Many patient pathway analyses from low- and middle-income countries (LMICs) have shown the first point of contact with the health system is often private community pharmacies [94, 95]. Non-sputum tests, oral swabs, urine, or others could provide opportunities for testing distribution at these sites [79]. Additionally, one-stop shop ‘test-and-treat’ strategies are also being used by the global HIV community [96] and with developments in testing for and treating TB infection, and disease in a wider approach could provide benefits to the epidemiology at scale if services are combined.

Community engagement

Beyond the new tools and tests, there is often a critical need to engage key populations to improve the acceptability, feasibility, efficiency, scalability, and sustainability of outreach efforts. Most importantly, this should be done in partnership with the communities where they are intended to be implemented, not only to encourage their participation but to also empower communities to monitor, report, and generate information of their own experiences of TB through community-led monitoring (CLM) [97, 98]. Strengthening community systems therefore is a critical part of efforts to reach all people with TB and supports the development of informed, capable, and coordinated communities and community-based and community-led organisations, groups, and structures [99, 100]. This is now being termed the whole-of-society approach to ensure that the response is equitable, inclusive, people-centred, and promotes gender equality and respects human rights, as outlined during the UN high-level meeting on TB [101].
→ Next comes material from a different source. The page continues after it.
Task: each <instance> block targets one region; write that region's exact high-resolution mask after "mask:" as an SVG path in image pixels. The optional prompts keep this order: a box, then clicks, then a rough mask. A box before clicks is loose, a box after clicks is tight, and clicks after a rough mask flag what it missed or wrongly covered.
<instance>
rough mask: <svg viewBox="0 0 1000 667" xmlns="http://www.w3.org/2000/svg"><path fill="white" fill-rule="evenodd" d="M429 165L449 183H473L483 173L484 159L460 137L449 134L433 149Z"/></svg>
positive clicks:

The whole-of-society approach begins with the investment for TB education, not only to promote awareness of TB symptoms but also to reinforce the message that TB is a preventable and curable disease [2]. The mode of delivery should be tailored to reflect the community in which it is being used and be mindful of local customs, gendered differences, literacy rates, and areas of community congregation. This then continues with the encouragement for people to access health care; this must be made as convenient as possible. Insights can be gained from the HIV community from the success of the ‘know your status’ campaign which improved voluntary testing uptake [102]. Could the TB community embrace a similar approach to change health-seeking behaviour and diagnostic testing provision and uptake? Educational information should then be reinforced at the first encountered health care centre, irrespective of test or treatment availability, about TB, and treatment strategies. Strengthening community engagement with health care centres will not only be helpful to people with TB but will also have wider health benefits [103].

Whilst an engaged and educated community is essential, progress can only go so far without the participation and commitment of policy makers and national governing bodies. The whole-of-government approach encourages TB discussions within all settings, including parliaments, civil society and the educational system, to establish national multisectoral accountability and review mechanisms and increase and sustain investment for community initiatives. Additionally, infrastructure changes which might currently act as a barrier to accessing health care such as opening hours and transportation links from the centres can only be achievable with the combined support of health, finance, trade, and development sectors, in order to enhance collective actions to end TB.

Conclusions

Despite recent advancements and several promising new technologies in the pipeline, reaching all people with TB with proper diagnosis will not be solved by new tools alone. We must work to bring different combinations of the best tests and use them in creative ways to reach those who are currently being missed by existing TB prevention and care services. This cannot be achieved with a top-down approach, and rather, we must work outside of traditional health facilities to strengthen community systems, collaborating with and looking across disease platforms to reach more people.

Initiatives to target at-risk populations for test evaluation and implementation will provide much needed data on the particular needs of underserved communities whilst contributing to global guidance on finding the missed millions who, each year, are not reached by TB services and care.